I was noodling around Amazon a few days ago, and my heart stopped. “After the Ball” the collaboration between the American pianist and composer William Bolcum, and his wife the mezzo soprano Joan Morris is available on CD. It even includes some tracks from their second Nonesuch album “Vaudeville.” I clicked so fast on “Buy Now’ that I got whiplash. 14.99 isn’t chump change in my house, or yours, but go here and buy it. Now.http://www.amazon.com/After-Ball-plus-Highlights-Vaudeville/dp/B000005IY5/ref=sr_1_1?ie=UTF8&s=music&qid=1280367757&sr=1-1 The reason we haven’t ditched our crummy turntable years ago is that I can’t bear to think about being separated from Bolcum and Morris and American music. I think that Nonesuch should be tried for high crimes and misdemeanors for allowing “Wild About Eubie” to slip from their catalogue: Bolcum matches Eubie Blake stride for stride pianistically, and the memory of Morris’s version of ‘Good Night Angeline’ makes the fact that I bought “Wild About Eubie” on cassette tape brands me as FAIL. But, as I said, I’m gonna bug Nonesuch.

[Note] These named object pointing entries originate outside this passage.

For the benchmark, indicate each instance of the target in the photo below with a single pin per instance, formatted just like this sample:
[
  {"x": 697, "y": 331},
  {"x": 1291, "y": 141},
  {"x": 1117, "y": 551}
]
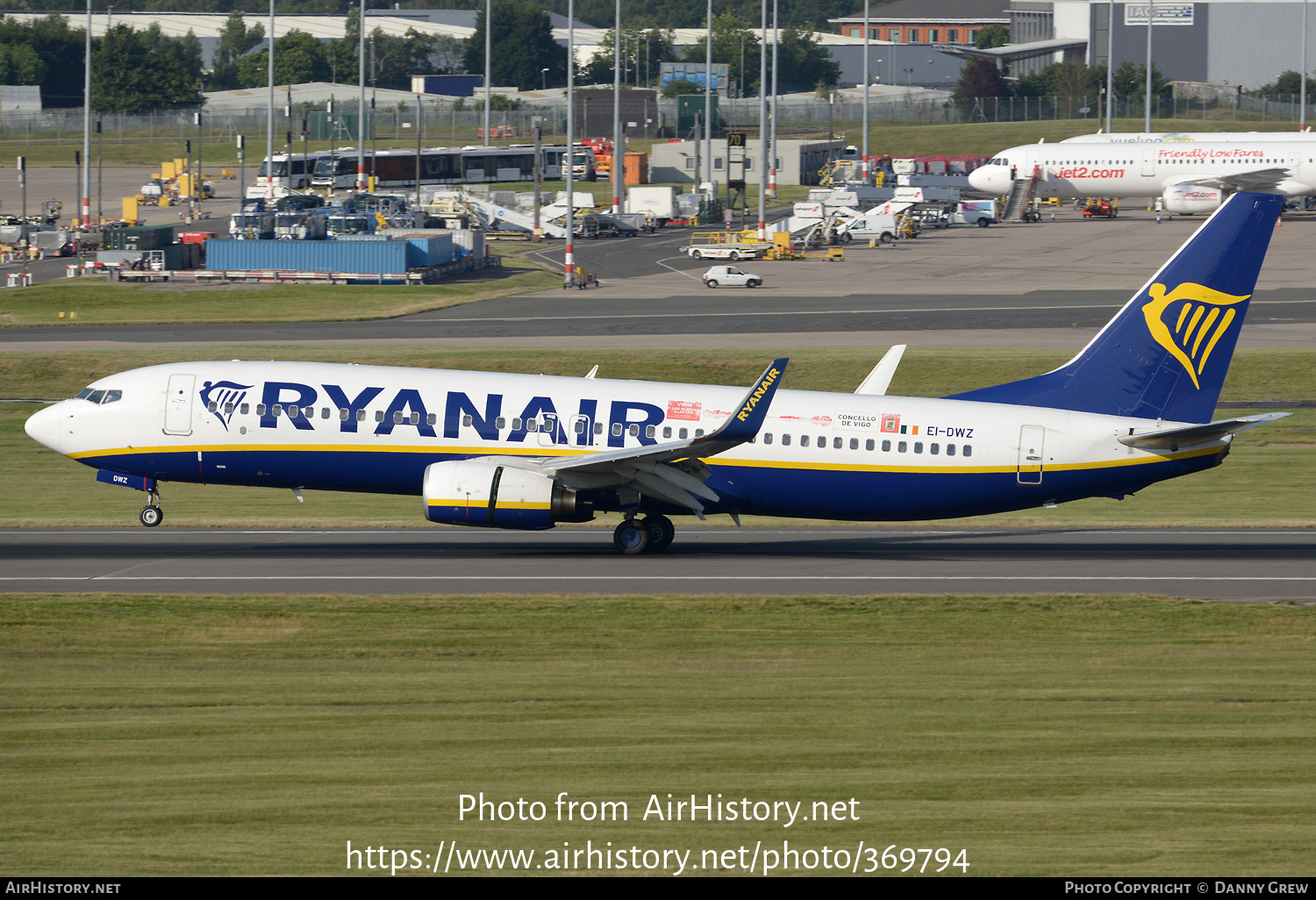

They’ve done Kern, Rogers and Hart, Irving Berlin — the whole songbook, but better than anyone. But let me return to “After the Ball”
It’s a four generation favorite. We took the album as a gift to Ottawa in the late 70s, while my parents were in Paris and my grandmothers were babysitting my sisters. When we staggered in the door after ten hours of a miserable drive we beheld two tiny ladies, literally wringing their hands and flinging themselves on our breasts. My sister Megan had been acting up in a bad way, and they were beside themselves. The cure: spinning ‘After the Ball.” Lor lummee, these were the songs of their youth and they sang along to “She’s Only a Bird in a Gilded Cage” and “Waltz Me Around Again Willie” as I might to “Big Yellow Taxi.”
My parents arrived the next day , were entranced by “After the Ball” and bought every single output of Bolcum and Morris.
My daughter was entranced too. Her paternal grandfather was astounded that she Knew the introduction to “Shine on Harvest Moon.”
So that’s four generations who love this music. Bolcum somehow combines stride piano and Brahms in his accompanying. I wept when I heard “On the Banks of the Wabash” thirty years ago. I wept last night.